Level 3 Communications: 'Why doesn't Comcast accept our offer?'

Comcast, the United States' largest cable provider, and content delivery network Level 3 Communications remain at odds over how they will work together in the future. A major issue arose between the two companies in late November, after Netflix announced Level 3 would be its primary CDN, and Comcast sought to collect new fees from Level 3 due to the massive increase in traffic the Netflix arrangement would cause.

Level 3 argued that Comcast was abusing its monopolistic position to squeeze money out of a service working "over the top" of its broadband connections.
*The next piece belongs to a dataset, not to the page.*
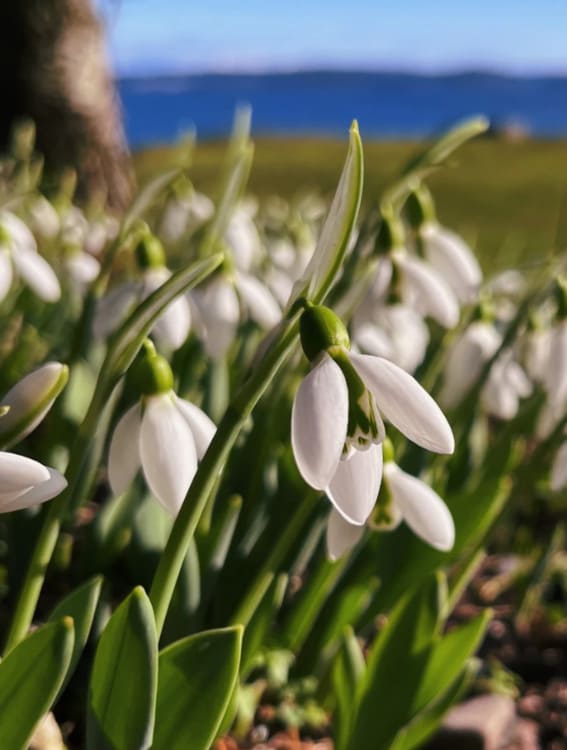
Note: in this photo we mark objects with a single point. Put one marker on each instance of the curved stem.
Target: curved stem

Comcast, on the other hand, said it's simply re-negotiating a "peering" (free traffic) arrangement to a "transiting" (paid traffic by volume) arrangement.

Last Week, AT&T joined in the argument, and accused Level 3 of trying to create controversy by throwing around terms like "net neutrality" and "monopoly" when the issue was about peer versus transit.

"Earlier this month Level 3 won some of NetFlix's streaming business which may have something to do with the growing traffic imbalance," Bob Quinn wrote in AT&T's Public Policy Blog. "I am confident that the CDN providers Level 3 'won' this business from had been paying Comcast to deliver this same content to Comcast's customers."

Level 3 says AT&T has missed the point completely.

"Those who keep trying, deliberately or inadvertently, to maintain that the Level 3 and Comcast disagreement is 'just a peering dispute' rather than a blatant attempt by Comcast to leverage a dominant position in the residential Internet access market are missing the point, no matter how loudly and how often they try to distract from this central issue," A statement from Level 3 said this week.

"A peering dispute is clearly not the issue, rather, Level 3 and many experts and industry commentators believe that Comcast wants to set a precedent allowing them to charge a 'toll' for capacity added to their 'last mile' cable Internet access network," Level 3 argues. "This is the heart of the matter since Comcast is seeking to leverage exclusive access to its local Internet access customers. If this is not true, why doesn't Comcast simply accept our offer to deliver traffic to the edge of its big cable markets?"